PAR. 1º—En ningún caso se obstaculizarán o interferirán experiencias, proyectos, programas o cualquier otra iniciativa que sobre reconstrucción de memoria histórica avancen entidades u organismos públicos o privados. Los entes territoriales, en desarrollo de los principios de autonomía y descentralización, pueden desarrollar iniciativas sobre la materia y crear espacios dedicados a esta labor.
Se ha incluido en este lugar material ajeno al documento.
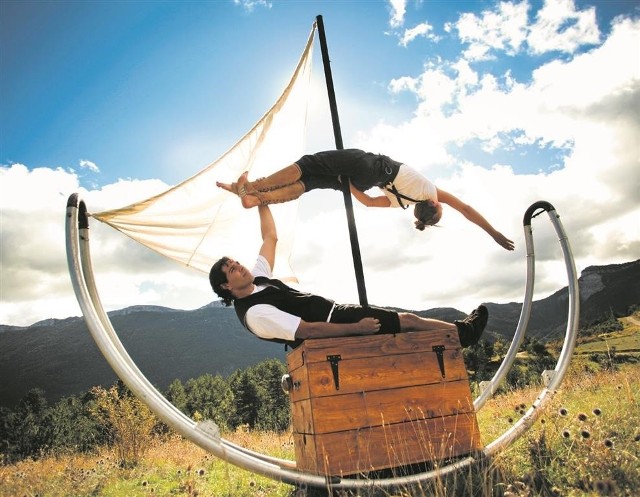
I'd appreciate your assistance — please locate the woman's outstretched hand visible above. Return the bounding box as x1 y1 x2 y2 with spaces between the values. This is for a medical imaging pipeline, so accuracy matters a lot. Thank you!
493 231 514 250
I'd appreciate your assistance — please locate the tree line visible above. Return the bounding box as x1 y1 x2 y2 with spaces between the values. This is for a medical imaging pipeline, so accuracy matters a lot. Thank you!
5 318 632 465
0 359 290 465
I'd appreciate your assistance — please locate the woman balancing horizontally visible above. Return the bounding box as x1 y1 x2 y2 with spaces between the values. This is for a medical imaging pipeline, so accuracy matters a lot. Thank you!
216 149 513 250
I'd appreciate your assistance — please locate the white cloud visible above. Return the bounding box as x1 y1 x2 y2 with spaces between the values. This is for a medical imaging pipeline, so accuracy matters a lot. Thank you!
80 159 100 173
233 0 273 12
389 0 407 28
527 0 600 54
0 164 208 326
455 0 529 60
456 0 600 61
400 22 435 47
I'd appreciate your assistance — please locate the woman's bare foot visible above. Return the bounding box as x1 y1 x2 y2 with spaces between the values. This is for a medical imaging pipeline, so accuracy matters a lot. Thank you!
237 173 262 209
216 171 249 195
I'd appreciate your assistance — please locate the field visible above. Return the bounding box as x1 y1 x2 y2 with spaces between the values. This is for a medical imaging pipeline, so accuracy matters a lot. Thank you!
0 320 640 497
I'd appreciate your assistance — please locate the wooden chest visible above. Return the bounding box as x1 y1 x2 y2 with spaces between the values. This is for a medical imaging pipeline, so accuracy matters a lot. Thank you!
287 331 481 476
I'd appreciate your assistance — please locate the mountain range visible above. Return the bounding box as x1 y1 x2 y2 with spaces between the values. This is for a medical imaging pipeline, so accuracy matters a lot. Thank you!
0 259 640 407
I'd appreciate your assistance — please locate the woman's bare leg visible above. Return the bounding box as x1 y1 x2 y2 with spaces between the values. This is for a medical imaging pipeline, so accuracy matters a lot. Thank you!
216 163 302 195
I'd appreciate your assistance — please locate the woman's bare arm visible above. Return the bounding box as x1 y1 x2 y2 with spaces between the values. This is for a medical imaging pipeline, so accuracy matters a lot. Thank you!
437 188 514 250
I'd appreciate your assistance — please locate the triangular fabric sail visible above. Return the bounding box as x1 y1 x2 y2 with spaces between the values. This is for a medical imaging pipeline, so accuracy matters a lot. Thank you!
91 23 316 280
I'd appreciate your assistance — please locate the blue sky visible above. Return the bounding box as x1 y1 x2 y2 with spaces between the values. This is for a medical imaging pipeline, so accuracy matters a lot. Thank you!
0 0 640 324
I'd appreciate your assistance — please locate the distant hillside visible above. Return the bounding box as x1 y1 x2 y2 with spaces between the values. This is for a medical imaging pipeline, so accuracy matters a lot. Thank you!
0 260 640 406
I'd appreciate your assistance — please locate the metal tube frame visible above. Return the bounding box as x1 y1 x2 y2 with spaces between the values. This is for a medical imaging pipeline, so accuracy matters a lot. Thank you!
66 194 580 489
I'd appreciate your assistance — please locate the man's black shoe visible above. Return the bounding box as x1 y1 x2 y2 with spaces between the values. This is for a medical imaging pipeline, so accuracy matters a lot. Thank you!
454 305 489 348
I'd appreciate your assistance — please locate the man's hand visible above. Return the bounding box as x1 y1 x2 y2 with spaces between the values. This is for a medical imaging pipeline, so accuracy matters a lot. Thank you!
356 318 380 335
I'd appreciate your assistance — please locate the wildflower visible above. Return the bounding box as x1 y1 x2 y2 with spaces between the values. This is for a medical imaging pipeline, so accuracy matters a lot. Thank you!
593 480 618 495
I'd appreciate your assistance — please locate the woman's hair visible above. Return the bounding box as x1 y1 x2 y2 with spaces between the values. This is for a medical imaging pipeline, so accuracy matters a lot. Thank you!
209 257 235 307
413 200 442 231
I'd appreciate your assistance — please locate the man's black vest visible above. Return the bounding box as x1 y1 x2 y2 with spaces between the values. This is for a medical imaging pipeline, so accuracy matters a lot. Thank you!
233 276 333 347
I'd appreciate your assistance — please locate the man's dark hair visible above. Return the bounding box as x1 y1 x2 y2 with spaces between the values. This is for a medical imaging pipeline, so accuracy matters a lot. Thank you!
209 257 235 307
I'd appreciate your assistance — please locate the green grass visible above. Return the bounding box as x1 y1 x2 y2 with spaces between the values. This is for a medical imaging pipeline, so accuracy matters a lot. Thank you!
0 316 640 497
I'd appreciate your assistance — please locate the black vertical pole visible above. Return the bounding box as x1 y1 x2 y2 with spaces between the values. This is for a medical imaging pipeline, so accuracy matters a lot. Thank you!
316 16 369 307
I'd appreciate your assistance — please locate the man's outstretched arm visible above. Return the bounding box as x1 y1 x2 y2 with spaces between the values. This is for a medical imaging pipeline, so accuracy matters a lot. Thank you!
258 205 278 270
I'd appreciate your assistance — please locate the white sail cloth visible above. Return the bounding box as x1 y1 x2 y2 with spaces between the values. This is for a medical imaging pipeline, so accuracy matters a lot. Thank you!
91 24 315 280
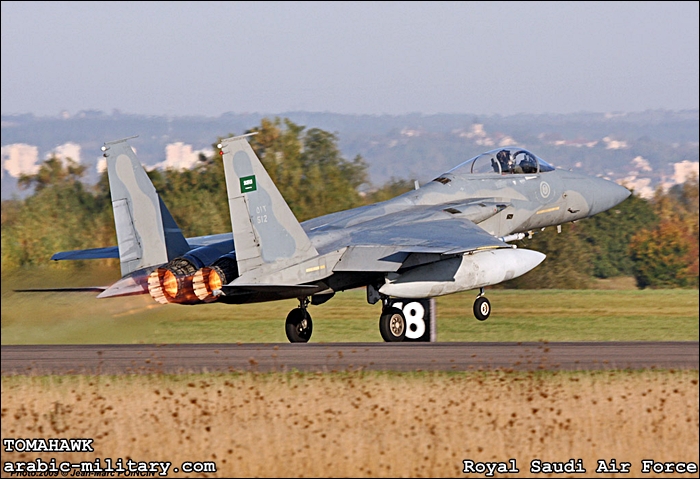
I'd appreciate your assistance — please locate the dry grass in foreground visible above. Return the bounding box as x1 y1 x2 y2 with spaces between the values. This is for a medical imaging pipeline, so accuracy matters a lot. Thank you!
2 371 699 477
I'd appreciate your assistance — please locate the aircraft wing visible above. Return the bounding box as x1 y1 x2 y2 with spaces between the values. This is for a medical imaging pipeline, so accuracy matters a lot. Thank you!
326 207 512 272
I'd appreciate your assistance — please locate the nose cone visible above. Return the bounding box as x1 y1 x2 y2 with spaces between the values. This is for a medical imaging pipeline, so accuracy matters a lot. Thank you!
584 178 632 216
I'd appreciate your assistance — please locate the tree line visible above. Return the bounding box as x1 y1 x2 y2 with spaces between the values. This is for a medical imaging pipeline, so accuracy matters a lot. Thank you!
2 118 698 288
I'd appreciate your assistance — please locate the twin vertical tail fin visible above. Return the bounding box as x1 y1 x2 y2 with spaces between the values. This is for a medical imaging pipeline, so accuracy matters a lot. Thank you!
102 138 190 276
219 135 318 276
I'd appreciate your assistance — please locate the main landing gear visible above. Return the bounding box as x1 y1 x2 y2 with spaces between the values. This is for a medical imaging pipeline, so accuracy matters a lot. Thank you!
474 288 491 321
284 298 314 343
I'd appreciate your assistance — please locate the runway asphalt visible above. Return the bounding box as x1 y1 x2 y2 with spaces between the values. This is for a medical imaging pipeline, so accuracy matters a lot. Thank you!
1 341 698 375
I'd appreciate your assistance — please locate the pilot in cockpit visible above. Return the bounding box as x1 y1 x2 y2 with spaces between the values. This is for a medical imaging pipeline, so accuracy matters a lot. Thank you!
494 150 513 173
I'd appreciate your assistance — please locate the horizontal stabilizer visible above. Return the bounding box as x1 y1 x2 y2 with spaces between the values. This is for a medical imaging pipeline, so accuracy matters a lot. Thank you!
221 284 328 299
51 246 119 261
97 274 148 299
13 286 109 293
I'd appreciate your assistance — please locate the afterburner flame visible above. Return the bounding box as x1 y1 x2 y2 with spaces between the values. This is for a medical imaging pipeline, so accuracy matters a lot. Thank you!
163 270 178 298
209 269 223 292
148 261 199 304
192 266 223 303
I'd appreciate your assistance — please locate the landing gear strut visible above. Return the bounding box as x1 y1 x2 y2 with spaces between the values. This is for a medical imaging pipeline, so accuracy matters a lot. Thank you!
474 288 491 321
284 298 314 343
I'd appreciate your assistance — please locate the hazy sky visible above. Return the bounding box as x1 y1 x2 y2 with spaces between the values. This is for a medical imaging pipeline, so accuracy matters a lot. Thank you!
1 1 700 116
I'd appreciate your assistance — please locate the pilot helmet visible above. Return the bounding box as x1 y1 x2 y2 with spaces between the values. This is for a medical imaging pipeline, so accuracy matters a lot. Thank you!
520 155 537 172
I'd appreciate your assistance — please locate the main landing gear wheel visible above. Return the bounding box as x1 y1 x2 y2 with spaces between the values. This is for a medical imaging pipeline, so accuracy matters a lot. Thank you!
379 308 406 343
474 296 491 321
284 307 314 343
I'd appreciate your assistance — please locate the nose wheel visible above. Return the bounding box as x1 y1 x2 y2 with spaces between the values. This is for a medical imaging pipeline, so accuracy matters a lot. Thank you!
284 299 314 343
474 288 491 321
379 308 406 343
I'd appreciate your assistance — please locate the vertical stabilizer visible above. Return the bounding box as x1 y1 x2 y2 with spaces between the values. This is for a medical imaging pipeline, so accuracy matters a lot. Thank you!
221 135 318 275
102 138 190 276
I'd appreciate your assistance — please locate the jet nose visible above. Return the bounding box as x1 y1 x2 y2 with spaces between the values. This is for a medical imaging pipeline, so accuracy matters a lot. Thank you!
585 178 632 216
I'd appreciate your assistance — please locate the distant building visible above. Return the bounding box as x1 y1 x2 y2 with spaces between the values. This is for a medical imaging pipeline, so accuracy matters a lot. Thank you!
155 141 214 170
2 143 39 178
673 160 700 184
44 141 81 163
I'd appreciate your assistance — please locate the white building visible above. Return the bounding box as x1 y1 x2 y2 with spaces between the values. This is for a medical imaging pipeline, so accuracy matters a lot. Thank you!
2 143 39 178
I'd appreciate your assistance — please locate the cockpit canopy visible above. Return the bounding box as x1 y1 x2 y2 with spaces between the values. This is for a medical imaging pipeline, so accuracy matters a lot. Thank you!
448 147 554 175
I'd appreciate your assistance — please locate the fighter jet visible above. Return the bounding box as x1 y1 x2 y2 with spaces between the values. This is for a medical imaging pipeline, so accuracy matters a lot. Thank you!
47 133 630 343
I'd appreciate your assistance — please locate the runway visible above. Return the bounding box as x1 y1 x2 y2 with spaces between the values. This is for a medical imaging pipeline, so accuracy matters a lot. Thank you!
1 341 698 375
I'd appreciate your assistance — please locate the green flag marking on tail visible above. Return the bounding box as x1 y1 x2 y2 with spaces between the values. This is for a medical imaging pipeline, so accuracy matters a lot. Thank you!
241 175 258 193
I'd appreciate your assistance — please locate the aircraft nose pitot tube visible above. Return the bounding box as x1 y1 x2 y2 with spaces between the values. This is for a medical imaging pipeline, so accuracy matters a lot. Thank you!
192 257 238 303
148 258 200 304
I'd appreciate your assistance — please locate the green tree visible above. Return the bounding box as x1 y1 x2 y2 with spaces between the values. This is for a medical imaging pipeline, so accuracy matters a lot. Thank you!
2 157 114 268
503 223 593 289
251 118 367 221
630 176 699 288
578 194 658 278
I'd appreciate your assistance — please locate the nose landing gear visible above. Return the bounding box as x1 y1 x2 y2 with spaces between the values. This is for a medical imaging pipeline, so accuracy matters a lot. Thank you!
284 298 314 343
474 288 491 321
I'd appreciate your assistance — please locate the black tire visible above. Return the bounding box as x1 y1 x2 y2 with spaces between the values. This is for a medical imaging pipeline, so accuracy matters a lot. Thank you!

PAR. 2º—La Procuraduría General de la Nación deberá garantizar la no destrucción, alteración, falsificación, sustracción o modificación de los archivos administrativos en todas las instituciones oficiales, del nivel regional y nacional. Lo anterior sin perjuicio de la aplicación de las normas penales pertinentes, y de los documentos que tengan carácter reservado.

PAR. 3º—Para efectos de la aplicación del presente artículo se tendrá en cuenta lo dispuesto en la Ley 594 de 2000 y en el Capítulo X sobre conservación de archivos contenido en la Ley 975 de 2005.

PAR. 4º—Los documentos que no tengan carácter reservado y reposen en archivos privados y públicos en los que consten las violaciones contempladas en el artículo 3º de la presente ley, serán constitutivos del patrimonio documental bibliográfico.

PAR. 5º—La obtención de las copias que se soliciten, serán con cargo al solicitante.